Tre a zero alla Casertana. Un risultato netto, quasi inaspettato per chi conosce le vicende extracalcistiche che da settimane attanagliano il Siracusa. Eppure, domenica scorsa, lo stadio De Simone ha potuto assaporare un pomeriggio di calcio vero, quello che sa di riscatto e orgoglio. E tra i protagonisti della vittoria c'è lui, Nicola Valente, autore del terzo gol e simbolo perfetto di una squadra che continua a lottare nonostante tutto.
Le sue parole al quotidiano La Sicilia hanno il sapore autentico di chi vive il calcio con la pelle, non solo con i piedi: "Soffro da morire quando sono fuori". Una frase semplice, diretta, che racconta molto più di mille comunicati stampa. Valente ha saltato diverse partite per un infortunio in allenamento – "banale", lo definisce lui, quasi minimizzando – ma il dolore vero non è stato quello fisico. È stato restare in panchina, guardare i compagni sudare per quella maglia mentre le difficoltà societarie si facevano sempre più pesanti.
Il Siracusa sta attraversando uno dei momenti più complicati della sua recente storia. Ritardi nei pagamenti, incertezze sul futuro, voci di cessione o peggio. Il classico copione delle società di Serie C che scivolano verso il baratro. Eppure, contro ogni logica, la squadra continua a macinare prestazioni. La vittoria sulla Casertana ne è la prova lampante.
"Nonostante le difficoltà extracalcistiche che stiamo attraversando, abbiamo fatto una prestazione importante", racconta Valente con quella lucidità che appartiene solo a chi ha già visto troppi drammi nel calcio minore. Ma c'è qualcosa che tiene insieme questo gruppo: l'affetto della gente. "Sentiamo tantissimo l'affetto della gente e abbiamo una grande responsabilità nei confronti dei tifosi", aggiunge.
Ed è proprio questo il punto. Quando gli stipendi non arrivano, quando la società barcolla, cosa resta? Resta il tifo, restano le curve piene (o quasi) di chi continua a credere, resta la responsabilità morale verso una città che nel calcio ha sempre cercato un motivo di orgoglio.

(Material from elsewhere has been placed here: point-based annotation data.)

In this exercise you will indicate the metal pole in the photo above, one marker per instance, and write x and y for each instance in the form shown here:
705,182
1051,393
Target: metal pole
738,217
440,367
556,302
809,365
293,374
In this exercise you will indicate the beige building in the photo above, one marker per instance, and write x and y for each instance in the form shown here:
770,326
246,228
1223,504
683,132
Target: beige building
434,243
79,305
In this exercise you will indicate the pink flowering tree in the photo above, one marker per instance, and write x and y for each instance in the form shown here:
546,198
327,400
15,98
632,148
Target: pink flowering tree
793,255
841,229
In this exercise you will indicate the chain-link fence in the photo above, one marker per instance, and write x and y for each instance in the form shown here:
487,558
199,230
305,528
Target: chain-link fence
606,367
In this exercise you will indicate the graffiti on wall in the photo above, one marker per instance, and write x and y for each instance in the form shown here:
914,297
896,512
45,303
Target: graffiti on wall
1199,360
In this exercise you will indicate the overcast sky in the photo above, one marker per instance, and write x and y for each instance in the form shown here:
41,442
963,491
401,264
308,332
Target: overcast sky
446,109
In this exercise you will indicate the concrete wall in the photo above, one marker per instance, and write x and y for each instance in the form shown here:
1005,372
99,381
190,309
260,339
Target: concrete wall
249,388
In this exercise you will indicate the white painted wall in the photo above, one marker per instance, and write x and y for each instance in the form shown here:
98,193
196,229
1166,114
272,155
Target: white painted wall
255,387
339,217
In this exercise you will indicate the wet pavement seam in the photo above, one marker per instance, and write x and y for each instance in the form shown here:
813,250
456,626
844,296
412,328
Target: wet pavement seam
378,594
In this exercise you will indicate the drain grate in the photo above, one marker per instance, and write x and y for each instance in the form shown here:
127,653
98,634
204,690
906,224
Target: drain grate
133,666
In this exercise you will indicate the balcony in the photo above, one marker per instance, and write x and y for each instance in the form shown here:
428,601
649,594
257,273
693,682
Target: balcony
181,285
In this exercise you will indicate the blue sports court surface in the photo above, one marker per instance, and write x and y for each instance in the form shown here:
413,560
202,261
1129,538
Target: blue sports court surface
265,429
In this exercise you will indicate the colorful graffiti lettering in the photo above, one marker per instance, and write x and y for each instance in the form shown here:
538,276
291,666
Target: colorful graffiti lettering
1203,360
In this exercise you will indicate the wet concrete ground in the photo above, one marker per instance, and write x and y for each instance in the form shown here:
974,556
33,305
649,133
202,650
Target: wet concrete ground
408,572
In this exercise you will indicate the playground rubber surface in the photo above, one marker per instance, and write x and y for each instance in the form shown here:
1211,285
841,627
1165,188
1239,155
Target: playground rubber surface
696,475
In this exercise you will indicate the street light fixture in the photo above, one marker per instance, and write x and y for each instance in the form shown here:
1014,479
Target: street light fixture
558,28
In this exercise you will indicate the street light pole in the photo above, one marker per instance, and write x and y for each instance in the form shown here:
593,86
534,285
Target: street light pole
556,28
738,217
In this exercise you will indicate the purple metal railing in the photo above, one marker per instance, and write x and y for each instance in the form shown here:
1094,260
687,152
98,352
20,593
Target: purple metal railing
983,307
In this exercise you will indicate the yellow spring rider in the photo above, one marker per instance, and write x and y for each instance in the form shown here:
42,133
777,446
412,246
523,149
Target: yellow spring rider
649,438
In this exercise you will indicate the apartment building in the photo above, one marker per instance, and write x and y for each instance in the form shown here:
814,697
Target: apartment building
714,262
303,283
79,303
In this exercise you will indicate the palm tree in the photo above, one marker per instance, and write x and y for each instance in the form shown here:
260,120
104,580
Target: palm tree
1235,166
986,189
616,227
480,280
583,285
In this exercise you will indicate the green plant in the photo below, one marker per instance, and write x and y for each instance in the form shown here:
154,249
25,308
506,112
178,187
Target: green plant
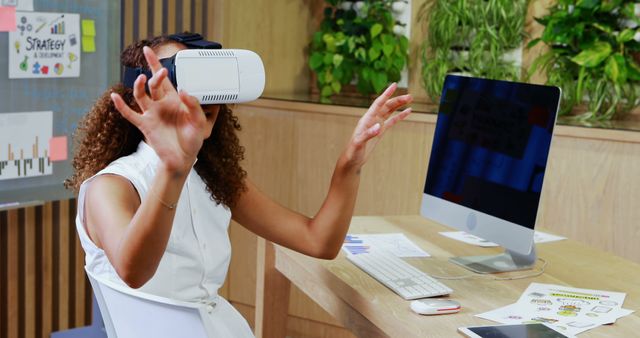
356,41
591,47
470,37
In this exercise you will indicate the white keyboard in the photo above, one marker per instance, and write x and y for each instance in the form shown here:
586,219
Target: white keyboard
399,276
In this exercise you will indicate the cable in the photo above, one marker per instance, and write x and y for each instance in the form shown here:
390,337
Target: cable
477,276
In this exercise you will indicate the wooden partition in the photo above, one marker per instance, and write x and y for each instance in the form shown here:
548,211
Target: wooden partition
43,287
292,147
291,151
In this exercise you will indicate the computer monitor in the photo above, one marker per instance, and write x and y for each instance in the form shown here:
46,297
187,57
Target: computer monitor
487,165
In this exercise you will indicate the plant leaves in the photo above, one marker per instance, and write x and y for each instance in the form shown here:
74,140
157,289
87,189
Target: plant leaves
374,53
326,91
316,60
593,56
336,86
387,49
533,42
588,4
633,70
328,58
626,35
375,30
379,81
337,59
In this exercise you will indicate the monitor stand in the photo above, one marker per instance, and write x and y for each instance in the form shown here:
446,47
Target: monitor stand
508,261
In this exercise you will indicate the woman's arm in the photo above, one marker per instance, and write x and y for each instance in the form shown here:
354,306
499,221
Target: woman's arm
134,233
323,235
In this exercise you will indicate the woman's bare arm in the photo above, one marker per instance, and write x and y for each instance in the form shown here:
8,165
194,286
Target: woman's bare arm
323,235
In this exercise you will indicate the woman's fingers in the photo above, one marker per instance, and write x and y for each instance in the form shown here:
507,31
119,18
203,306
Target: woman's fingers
371,132
140,94
152,59
393,104
401,116
382,99
126,111
156,66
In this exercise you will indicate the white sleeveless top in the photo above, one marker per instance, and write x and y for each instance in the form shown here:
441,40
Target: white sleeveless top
196,260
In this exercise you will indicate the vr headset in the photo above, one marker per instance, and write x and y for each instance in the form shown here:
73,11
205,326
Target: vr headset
206,71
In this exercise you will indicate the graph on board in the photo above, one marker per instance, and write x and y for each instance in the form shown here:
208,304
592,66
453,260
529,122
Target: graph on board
24,144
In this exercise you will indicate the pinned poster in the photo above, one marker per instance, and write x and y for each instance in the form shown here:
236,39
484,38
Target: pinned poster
20,5
88,44
88,36
58,148
24,144
45,45
24,5
7,19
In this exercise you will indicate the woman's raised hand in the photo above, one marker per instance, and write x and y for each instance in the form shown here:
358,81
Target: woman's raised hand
375,122
172,123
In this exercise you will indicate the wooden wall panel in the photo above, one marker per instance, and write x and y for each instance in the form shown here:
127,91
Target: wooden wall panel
588,195
42,283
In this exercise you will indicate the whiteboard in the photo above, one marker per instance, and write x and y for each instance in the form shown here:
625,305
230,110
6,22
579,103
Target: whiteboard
69,99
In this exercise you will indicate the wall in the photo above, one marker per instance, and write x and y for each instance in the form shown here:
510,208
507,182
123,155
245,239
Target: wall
291,150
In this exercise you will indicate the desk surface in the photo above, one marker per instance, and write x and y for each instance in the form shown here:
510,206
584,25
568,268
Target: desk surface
369,309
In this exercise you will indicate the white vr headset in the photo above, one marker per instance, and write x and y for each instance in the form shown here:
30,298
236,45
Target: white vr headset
211,74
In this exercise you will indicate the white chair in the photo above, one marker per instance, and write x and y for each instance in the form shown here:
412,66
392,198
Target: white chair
128,313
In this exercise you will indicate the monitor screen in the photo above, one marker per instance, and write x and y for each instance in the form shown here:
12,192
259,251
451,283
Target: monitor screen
491,145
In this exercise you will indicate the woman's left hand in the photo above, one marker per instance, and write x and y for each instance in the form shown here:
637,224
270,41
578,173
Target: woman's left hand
374,123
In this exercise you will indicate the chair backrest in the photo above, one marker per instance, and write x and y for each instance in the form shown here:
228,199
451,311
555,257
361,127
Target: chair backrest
128,313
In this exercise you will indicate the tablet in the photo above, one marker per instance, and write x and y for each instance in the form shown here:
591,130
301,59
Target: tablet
536,330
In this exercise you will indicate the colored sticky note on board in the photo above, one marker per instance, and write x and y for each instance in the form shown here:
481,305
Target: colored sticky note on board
88,27
88,44
58,148
7,19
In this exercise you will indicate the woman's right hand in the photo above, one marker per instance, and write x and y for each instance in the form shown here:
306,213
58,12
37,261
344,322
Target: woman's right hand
172,123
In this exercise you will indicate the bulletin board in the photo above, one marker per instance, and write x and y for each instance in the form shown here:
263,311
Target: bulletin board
45,97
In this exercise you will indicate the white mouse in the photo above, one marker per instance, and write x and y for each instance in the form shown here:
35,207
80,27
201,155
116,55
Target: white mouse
435,306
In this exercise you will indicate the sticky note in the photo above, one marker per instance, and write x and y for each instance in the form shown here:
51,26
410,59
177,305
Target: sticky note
88,27
7,19
58,148
88,44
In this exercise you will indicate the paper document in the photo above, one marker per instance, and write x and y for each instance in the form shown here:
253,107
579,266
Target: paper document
538,237
395,243
567,309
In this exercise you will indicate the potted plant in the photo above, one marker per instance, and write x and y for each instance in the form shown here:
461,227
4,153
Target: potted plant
474,37
356,43
592,45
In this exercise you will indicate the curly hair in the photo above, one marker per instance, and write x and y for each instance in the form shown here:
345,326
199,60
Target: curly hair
103,136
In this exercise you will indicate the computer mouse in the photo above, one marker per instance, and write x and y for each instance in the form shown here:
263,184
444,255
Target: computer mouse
430,306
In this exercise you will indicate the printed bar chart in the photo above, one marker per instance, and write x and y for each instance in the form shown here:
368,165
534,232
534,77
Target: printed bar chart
24,144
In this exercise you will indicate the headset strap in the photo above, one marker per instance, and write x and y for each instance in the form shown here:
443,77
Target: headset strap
191,40
131,73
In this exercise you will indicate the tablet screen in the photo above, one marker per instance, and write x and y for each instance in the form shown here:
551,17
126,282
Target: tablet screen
516,331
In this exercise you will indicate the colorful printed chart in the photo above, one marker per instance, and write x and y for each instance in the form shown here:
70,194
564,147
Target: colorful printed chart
24,144
45,45
569,310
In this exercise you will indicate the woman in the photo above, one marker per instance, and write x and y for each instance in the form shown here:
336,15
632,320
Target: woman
157,188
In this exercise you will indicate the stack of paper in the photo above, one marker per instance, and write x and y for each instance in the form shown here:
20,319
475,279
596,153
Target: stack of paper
569,310
538,237
394,243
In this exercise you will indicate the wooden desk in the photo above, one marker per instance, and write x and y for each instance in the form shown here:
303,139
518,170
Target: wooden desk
369,309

La tentazione, in momenti così, è forte. Svincolarsi, cercare una squadra più stabile, mettere al sicuro il proprio futuro. Valente è stato chiaro: "Non ho mai pensato di andare via, anche nel momento più delicato della stagione". Parole che suonano quasi anacronistiche nell'era del calcio-business, dei procuratori sempre pronti a spostare pedine, delle clausole rescissorie. Ma che, forse proprio per questo, colpiscono ancora di più.
Giocare al De Simone, per lui, è qualcosa che va oltre il contratto: "Giocare nel nostro stadio mi emoziona". Non è retorica. È l'attaccamento viscerale a un progetto, a una comunità, a un'idea di calcio che resiste nonostante tutto.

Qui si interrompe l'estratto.